The attorney, in the meantime, said, “The focus of any 30 years mandatory minimum sentence for murder must be aimed at those who, in the commission of any murder, use illegal firearms.”
“Indeed, the actions of those in this category are more than premeditated; it is a way of life for them. The strictest of penalties should therefore apply upon conviction. Provided due process is followed, the strictest of penalties should apply in such categories. Outside of this category, those found guilty of murder in circumstances where it arises from a domestic dispute should be eligible for the consideration of a judge’s discretion to go below a 30-year period of incarceration,” Champagnie argued.
“In this regard, the concern of the public of any judge imposing an unduly light sentence is easily treatable by what is now, in law, the ability of the prosecution to appeal such a sentence,” he added.
He also said instances in which members of the security forces are found guilty of murder in factual situations which are not too far removed from the execution of their professional duties should not be forgotten.
“Certainly, a 30-year sentence in such instances would be unjust,” the attorney declared.
He said that while the prime minister’s “heart is in the right place…unqualified support for a mandatory minimum period of incarceration of 30 years for murder convicts cannot be the position if this is the ultimate destination”.
“Until the position is settled, perhaps the immediate focus should be on improving the methods of policing and their investigation, with greater reliance on scientific and forensic evidence,” he said.

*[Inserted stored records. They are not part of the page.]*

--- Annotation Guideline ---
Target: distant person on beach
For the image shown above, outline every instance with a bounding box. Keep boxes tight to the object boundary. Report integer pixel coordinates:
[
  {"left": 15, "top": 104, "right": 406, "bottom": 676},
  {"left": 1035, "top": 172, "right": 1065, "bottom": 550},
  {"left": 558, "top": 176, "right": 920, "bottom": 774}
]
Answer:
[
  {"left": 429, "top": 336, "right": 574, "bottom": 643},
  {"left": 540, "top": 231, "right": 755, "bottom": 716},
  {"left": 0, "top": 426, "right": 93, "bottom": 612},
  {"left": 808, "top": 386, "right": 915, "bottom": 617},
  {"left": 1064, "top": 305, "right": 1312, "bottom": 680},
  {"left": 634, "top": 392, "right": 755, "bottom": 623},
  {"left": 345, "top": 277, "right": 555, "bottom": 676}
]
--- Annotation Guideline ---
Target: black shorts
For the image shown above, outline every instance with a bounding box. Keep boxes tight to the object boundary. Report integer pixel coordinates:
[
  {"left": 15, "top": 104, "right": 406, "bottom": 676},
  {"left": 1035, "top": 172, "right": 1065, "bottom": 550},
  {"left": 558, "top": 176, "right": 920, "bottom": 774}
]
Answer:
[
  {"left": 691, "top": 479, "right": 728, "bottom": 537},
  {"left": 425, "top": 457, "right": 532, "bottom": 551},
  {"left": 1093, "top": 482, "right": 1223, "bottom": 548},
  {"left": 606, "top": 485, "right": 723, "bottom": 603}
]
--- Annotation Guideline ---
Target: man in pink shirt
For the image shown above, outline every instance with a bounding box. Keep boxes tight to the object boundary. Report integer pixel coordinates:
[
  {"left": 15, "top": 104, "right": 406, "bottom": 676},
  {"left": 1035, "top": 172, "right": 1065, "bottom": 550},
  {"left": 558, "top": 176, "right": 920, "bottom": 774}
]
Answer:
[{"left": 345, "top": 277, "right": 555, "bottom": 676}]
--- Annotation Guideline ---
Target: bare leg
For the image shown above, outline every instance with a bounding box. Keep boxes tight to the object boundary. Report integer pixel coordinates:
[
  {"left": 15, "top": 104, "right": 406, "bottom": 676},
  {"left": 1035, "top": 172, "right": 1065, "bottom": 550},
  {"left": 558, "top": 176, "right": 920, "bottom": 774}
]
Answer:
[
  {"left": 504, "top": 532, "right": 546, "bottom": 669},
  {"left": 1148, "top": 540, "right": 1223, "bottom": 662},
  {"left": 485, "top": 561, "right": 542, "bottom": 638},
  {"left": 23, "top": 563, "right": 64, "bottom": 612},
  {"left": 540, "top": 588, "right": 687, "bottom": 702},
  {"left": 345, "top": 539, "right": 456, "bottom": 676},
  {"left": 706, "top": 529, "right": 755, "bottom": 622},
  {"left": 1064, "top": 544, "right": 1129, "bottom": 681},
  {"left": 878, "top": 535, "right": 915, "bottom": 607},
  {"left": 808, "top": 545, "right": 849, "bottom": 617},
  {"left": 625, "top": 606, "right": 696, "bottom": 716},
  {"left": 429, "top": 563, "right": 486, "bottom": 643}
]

Under the Offences Against the Person Act, a person can be sentenced to death or life imprisonment for murder. If sentenced to life imprisonment there must be a minimum 15 years before eligibility for parole. There have been no executions since February 1988.
On Tuesday Holness, while speaking in Parliament, said legislation would be brought to the House to amend the penalty.
“My thoughts on the matter, though not yet finalised, but the thinking is that we should give 30 years minimum for murder. The minister of justice has been directed to bring forward these changes immediately,” Holness said, adding that his Administration is “very serious about murders”.